What we are seeing here is the church equivalent of a golden parachute.  Because financially, Driscoll is going to be fine.  He'll be back in the saddle eventually, and can probably still command substantial speaking fees in order to support his wife and kids.  A half-mil (at minimum) severance package doesn't just cushion the financial blow of a pastor stepping down: it covers it in pillows and marshmallows and down feathers.

And that's just fine for Driscoll personally--after all, he's the guy who spends over $200,000 of his church's money gaming his own book to New York Times bestseller status, so I'm pretty sure the person Mark Driscoll cares most about is Mark Driscoll.  But I'm not as sure the same can be said of his worker bees who have found themselves without work in this year of pain and turmoil at MH, many of whom also surely have families to support in addition to bills to pay.  Per the "one month severance" link above--some of those pastors are resorting to gofundme crowdsourcing in order to make ends meet.
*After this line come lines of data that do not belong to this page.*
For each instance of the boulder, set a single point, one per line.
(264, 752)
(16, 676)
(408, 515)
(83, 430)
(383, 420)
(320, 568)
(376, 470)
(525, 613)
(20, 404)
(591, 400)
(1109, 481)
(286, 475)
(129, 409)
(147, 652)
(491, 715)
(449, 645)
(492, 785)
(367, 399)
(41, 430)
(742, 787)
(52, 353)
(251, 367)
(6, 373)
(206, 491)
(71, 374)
It's a saddening Christian witness to see happen.  Think about how much good funds like that $200,000 could have done, and could do now, in similarly cushioning the financial blow of pastors suddenly finding themselves out of work.

And really, the church administration has brought this upon itself.  Financial opacity combined with admissions of significant funds not being used for what they were earmarked for is a surefire recipe for financial collapse (and the job losses that inevitably follow)--just ask the folks who were left standing in the wreckage of First Family Church near my hometown in Kansas.
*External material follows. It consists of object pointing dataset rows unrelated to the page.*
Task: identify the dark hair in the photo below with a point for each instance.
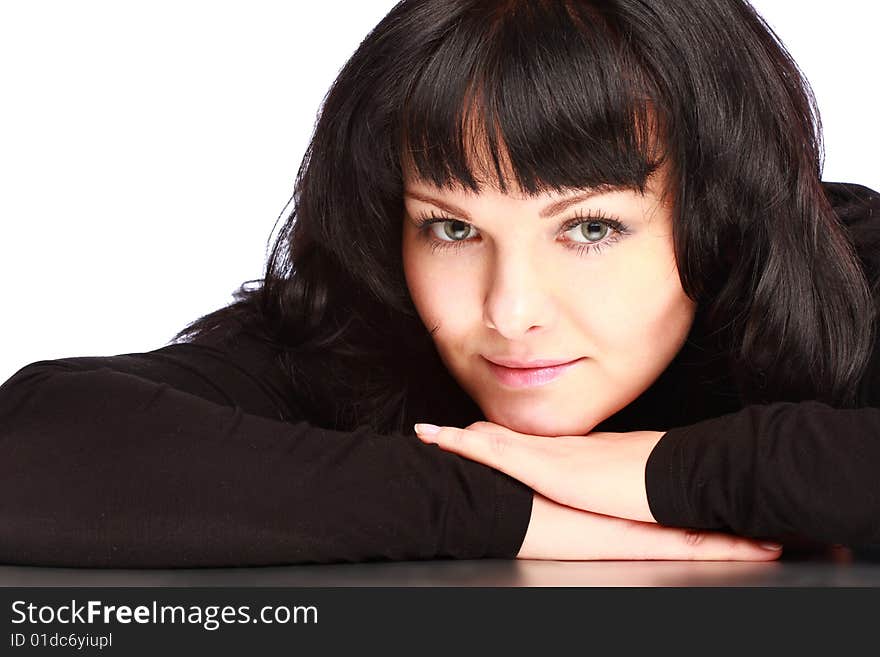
(563, 94)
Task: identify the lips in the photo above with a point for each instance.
(527, 377)
(529, 364)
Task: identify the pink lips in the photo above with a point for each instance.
(527, 377)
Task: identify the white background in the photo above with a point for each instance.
(147, 149)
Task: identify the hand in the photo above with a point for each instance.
(561, 533)
(601, 472)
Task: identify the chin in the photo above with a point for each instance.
(535, 425)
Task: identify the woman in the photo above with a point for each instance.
(493, 182)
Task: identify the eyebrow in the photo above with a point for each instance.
(549, 211)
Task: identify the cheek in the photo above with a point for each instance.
(646, 316)
(438, 293)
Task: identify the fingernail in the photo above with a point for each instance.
(427, 429)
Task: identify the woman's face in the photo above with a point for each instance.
(505, 277)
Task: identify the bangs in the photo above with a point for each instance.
(542, 96)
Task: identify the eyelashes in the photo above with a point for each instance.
(425, 222)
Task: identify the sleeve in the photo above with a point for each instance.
(190, 455)
(804, 470)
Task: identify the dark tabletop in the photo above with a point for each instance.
(836, 567)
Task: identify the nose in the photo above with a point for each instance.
(517, 299)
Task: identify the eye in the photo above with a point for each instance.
(591, 232)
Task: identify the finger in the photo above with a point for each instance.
(700, 545)
(507, 451)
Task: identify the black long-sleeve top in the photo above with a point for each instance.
(201, 455)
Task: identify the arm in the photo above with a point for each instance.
(803, 469)
(785, 470)
(190, 456)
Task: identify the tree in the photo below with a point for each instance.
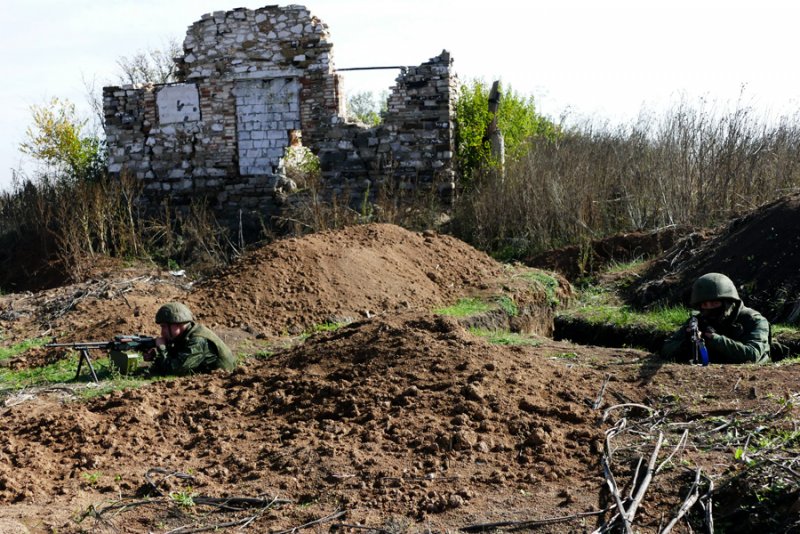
(57, 139)
(156, 65)
(517, 119)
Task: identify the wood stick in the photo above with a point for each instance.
(679, 445)
(691, 498)
(599, 398)
(648, 476)
(626, 405)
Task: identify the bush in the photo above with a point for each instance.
(689, 168)
(517, 119)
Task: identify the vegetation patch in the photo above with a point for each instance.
(504, 337)
(466, 307)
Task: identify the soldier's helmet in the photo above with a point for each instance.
(174, 312)
(713, 286)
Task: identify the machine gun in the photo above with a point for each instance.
(700, 352)
(123, 351)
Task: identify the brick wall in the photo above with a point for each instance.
(249, 79)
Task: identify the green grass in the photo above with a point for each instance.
(322, 327)
(508, 305)
(548, 282)
(501, 337)
(466, 307)
(63, 371)
(661, 319)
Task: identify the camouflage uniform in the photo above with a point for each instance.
(740, 334)
(197, 350)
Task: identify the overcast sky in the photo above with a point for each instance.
(605, 59)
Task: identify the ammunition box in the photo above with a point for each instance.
(124, 362)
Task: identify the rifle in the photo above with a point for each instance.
(119, 350)
(700, 350)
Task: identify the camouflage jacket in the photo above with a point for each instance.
(744, 339)
(199, 350)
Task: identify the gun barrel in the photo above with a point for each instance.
(81, 345)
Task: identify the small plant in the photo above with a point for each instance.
(508, 305)
(565, 356)
(548, 282)
(465, 307)
(662, 319)
(91, 478)
(184, 498)
(500, 337)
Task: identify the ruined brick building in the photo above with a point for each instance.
(250, 83)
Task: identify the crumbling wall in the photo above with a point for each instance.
(413, 147)
(250, 81)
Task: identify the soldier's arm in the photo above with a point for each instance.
(196, 356)
(677, 346)
(753, 348)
My parish publishes monthly financial reports that document every single expenditure for our monthly board of directors meetings, and those meetings have, without exception, been open to the entire membership of the church to sit in on for at least as long as I've been here.  If anyone in the church wanted to know how the money was being spent, it was (and is) put out there in black and white for them.  It's a win-win for everyone involved: our membership has open access to information that they are entitled to have, and our volunteer servants who are tasked with making sometimes big decisions on behalf of the church are protected from any whiff of malfeasance.  It may make some actions tougher in the short term because I or anyone else can't simply do whatever they want, but in the long term, it is almost certainly more beneficial.  Exceedingly so.

I get that this isn't really feasible for a church of MH's size, but in the question of convenience over transparency, churches have to err these days on the side of transparency.  Especially when it comes to how we are spending our members' tithes.

Sadly, though, it appears as though far more in tithes will be going towards one person leaving Mars Hill than the dozens others who had been laid off before him.  And such disparate distribution of funds is neither Biblical or spiritual in nature.